I get up and am of course, the first one to wake up at five in the morning. Put on my track pants and sneakers, tie my hair in a ponytail and leave the house. After a long-hour jog (which mostly is brisk walking), I am back in the house to see the other members busy with their morning chores. But there’s a silence, an uneasy silence which makes me uncomfortable… but soon I rise above it.
I go to the kitchen, prepare tea and am about to head to the wash room. That’s when the mother-in-law comes running in.
“What should we make for breakfast?” she asks.
“umm…Mummy, we’ll have eggs and bread I guess. That should be good.” I reply.
“Ok, and what about lunch? There are beans lying in the fridge since three days. Let’s cook that.”
“Well, there is last night’s sabzi already stored in the fridge. We’ll take that. Will you make chapatis – maybe two each for both of us?” I ask her, indicating that the dubba be made for both me and my husband.
To which she was Ok. However, she was not convinced that we take the food cooked a day before. She insisted that I make sabzi while she makes chapatis.
Those unwanted, unwelcome moments which leave you silently screaming for help? Well, you might find it a bit exaggerated and come up with several opinions. Some of you might find it silly, swearing by the excellent relationship with your MIL and for some of you, cooking veggies – what’s the big deal?!

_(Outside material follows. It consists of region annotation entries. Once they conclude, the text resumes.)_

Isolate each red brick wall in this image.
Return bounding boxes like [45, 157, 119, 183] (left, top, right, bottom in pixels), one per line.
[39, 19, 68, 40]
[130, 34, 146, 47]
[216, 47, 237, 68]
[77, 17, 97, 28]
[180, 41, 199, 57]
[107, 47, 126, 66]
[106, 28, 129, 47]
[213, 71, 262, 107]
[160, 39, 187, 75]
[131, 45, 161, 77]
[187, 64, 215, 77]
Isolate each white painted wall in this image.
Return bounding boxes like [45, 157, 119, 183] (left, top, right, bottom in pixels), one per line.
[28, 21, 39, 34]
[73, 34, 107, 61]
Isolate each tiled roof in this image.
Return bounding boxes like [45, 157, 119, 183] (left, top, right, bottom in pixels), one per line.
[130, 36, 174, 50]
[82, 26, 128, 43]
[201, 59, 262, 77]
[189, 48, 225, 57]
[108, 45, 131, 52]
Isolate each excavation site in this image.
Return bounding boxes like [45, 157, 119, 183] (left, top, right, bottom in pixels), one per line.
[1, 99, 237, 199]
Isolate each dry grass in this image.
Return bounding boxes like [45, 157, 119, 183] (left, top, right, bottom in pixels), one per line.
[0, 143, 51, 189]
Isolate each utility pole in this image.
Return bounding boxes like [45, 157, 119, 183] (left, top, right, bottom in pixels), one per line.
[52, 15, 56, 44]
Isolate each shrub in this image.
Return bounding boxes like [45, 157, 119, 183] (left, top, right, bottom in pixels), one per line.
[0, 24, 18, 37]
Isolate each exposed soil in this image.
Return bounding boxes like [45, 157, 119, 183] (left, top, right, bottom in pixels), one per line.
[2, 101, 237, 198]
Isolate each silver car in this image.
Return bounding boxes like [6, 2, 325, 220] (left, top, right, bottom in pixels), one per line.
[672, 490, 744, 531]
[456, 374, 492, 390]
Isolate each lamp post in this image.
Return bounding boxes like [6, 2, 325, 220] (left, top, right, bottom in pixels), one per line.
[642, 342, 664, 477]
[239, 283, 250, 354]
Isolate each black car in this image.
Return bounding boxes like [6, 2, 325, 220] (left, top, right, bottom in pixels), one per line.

But that’s not the point I am making.
Jumping back to the story I started with, I finally politely refused to cook in the morning as I had to rush for a meeting that day. Does that mean that I would have happily cooked food if it was an easy day in office? No, not really. Taking any additional responsibility means I would have to sacrifice my morning exercise, which is non-negotiable for me on any given day.
And the reaction was not pleasing at all. MIL just hated it, and FIL raised his eyebrows. My husband frowned and offered to help mom in the kitchen to which she bluntly refused. And that’s how the story ended…I quickly got ready and rushed to work.
Yes, there’s a huge difference between being assertive and being perfect, and I believe the latter is far more confusing.
‘Perfection’ is a vague cliche that totally relies on one’s perception and expectations. For some, a perfect bahu is the one who cooks amazing food, for others she could be the one who is financially supporting her husband. And hilariously, these perfect daughters-in-law are (mostly) found in someone else’s family and not in their own!!
Forget about what others think and feel, let’s focus on what you want for yourself. I have a certain way of leading my life, taking care of my family and my work, and if I choose not to fulfill certain demands that will hamper my style – I have a right to do so and more importantly do so without any sense of guilt.
Speaking my mind and keeping my priorities ahead sometimes does not mean that I have no respect for my husband and his family. It just means that I respect myself and know that curbing my voice and dreams is not going to do any good – neither to me, not to anyone else associated with me.
So… after a fabulous day at work (the meeting was a super duper success), I was back home with a bucket of ice cream.
With a big smile, I entered home, changed and headed to the kitchen.
“Mummy, I am making tea for myself. Will you both like to have too?” I asked.
A mom is a mom forever… she had forgotten what happened this morning. Still, trying to sound a little blunt she replied, “No it’s Ok.”
I insisted, “Have half a cup na. Just to give me company.” I am sure she liked this assertive avatar of mine. And smilingly agreed.
We ended the day with two serves of ice cream.